A Forum of Reflections on Audre Lorde’s Notes from a Trip to Russia

Audre Lorde’s name and work is familiar to many of us who have studied feminist movements in high school and college. Some of her seminal essays, including “Poetry Is Not a Luxury” and “Uses of the Erotic: The Erotic as Power” are commonly included in syllabuses of literature classes and used as entry points into the conversation about the politics of literature and how combinations of race, gender, and sexuality affect one’s construction of self and point of view on the world.

Less well known is Lorde’s essay “Notes from a Trip to Russia” that opens her book Sister Outsider. A footnote to this essay explains that Lorde spent two weeks in the Soviet Union in 1976 as an American observer to the African-Asian Writers Conference sponsored by the Union of Soviet Writers. Having returned from that trip, she finds herself haunted by it in her dreams, including a particular image of “making love to a woman behind a stack of clothing in Gumm’s Department Store in Moscow.” In Lorde’s dream, the woman falls ill and Lorde needs to seek medical help for her, and is floored by the realization that in Soviet Russia, medical treatment is free and available to all.

I read this essay just a few years ago and at first struggled with how to react to it. To me, everything starting from that opening image seemed both familiar and bizarre. It took me a moment, for instance, to recognize that Lorde is talking about GUM–an acronym for Gosudarstvennuiy Universalniy Magazin, a State Department Store–which in her version acquires an almost poetic personal quality, related to somebody named Gumm. I was born in 1979, three years after Lorde took this trip, and I had a personal mythology of GUM. As a child growing up in Leningrad, I had read about it in books and newspapers–as far as State Department Stores went, this one was well written about. I imagined it as a toy palace–I had an idea that that’s where most of the world’s toys were hidden from us kids. The keepers of the toys were, in my mind, not unlike the angry guards at the museums of the world or the tired, worn-out women working behind the counters of Leningrad’s stores: their job was to keep desirable items away from unworthy hands. To imagine a Soviet prodavshchitsa take part in a sex dream seemed unthinkable.

But then, I thought, why not? This is what it’s like to see the world I grew up in from a stranger’s eyes–it’s an opportunity to examine my premises. There must’ve been lesbians in the Soviet Union, even if I didn’t know anything about that until I was seventeen and living in the United States.

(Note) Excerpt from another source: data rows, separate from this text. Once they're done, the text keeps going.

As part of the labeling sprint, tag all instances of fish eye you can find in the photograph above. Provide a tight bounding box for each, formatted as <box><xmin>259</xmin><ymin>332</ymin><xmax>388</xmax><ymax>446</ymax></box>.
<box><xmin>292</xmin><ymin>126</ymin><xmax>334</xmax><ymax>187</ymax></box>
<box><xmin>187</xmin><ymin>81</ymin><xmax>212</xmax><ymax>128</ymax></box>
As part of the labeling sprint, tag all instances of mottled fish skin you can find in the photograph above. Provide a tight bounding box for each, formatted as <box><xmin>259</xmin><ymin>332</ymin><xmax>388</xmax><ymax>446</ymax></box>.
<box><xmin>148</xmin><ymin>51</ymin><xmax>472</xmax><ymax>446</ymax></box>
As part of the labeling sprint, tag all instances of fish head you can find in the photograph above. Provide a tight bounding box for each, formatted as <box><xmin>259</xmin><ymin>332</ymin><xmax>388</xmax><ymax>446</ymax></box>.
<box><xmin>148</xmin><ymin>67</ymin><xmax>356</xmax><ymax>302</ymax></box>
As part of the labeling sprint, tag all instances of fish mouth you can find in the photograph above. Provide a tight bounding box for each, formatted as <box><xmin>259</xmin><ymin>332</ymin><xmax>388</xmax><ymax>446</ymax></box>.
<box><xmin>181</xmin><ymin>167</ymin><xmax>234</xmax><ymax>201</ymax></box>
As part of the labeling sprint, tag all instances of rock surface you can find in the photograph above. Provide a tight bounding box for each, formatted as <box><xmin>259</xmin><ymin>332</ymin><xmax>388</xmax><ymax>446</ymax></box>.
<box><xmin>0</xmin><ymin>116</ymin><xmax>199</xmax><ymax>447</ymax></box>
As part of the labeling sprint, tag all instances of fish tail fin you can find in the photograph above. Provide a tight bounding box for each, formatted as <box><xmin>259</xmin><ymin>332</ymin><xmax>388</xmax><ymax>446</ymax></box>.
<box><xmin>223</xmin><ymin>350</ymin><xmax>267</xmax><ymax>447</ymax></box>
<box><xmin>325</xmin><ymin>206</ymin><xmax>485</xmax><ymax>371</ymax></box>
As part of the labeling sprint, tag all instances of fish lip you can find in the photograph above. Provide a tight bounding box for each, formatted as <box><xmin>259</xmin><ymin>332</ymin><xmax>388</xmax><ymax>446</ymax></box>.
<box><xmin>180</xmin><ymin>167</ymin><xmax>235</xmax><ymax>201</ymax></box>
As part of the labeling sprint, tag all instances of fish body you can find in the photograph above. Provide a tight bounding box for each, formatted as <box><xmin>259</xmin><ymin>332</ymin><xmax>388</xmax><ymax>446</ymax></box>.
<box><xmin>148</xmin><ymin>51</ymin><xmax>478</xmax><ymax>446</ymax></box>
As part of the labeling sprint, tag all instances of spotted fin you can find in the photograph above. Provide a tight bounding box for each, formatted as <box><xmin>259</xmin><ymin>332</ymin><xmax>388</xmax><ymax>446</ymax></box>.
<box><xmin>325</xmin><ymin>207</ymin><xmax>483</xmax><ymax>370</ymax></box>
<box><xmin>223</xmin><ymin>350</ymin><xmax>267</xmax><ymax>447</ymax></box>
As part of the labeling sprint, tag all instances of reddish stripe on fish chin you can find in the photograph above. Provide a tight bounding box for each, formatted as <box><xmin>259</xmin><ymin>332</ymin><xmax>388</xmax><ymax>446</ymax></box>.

So, my first approach to Lorde’s book took me into a completely unexpected direction: it sent me rethinking my relationships to all the women I had known growing up, imagining them as heroines of sexually charged international lesbian love stories. (I even started plotting a novel along these lines, thank you very much, Audre.)

During her trip to the Soviet Union, Lorde visited Moscow and from there traveled to Uzbekistan, the location of the Conference–she went to two towns there, Tashkent and Samarkand. The essay is very much a travelogue, the best of the genre, in which the writer is keenly aware of being a stranger to the places she’s moving through and as she’s documenting her experiences, she’s writing about her own thoughts and feelings and provides a window into her assumptions and biases. Reading the piece all of these years later, it feels like a gift of a guide into the study of Russian and Soviet literature and the field’s lingering struggle to include people of color and women into the conversation.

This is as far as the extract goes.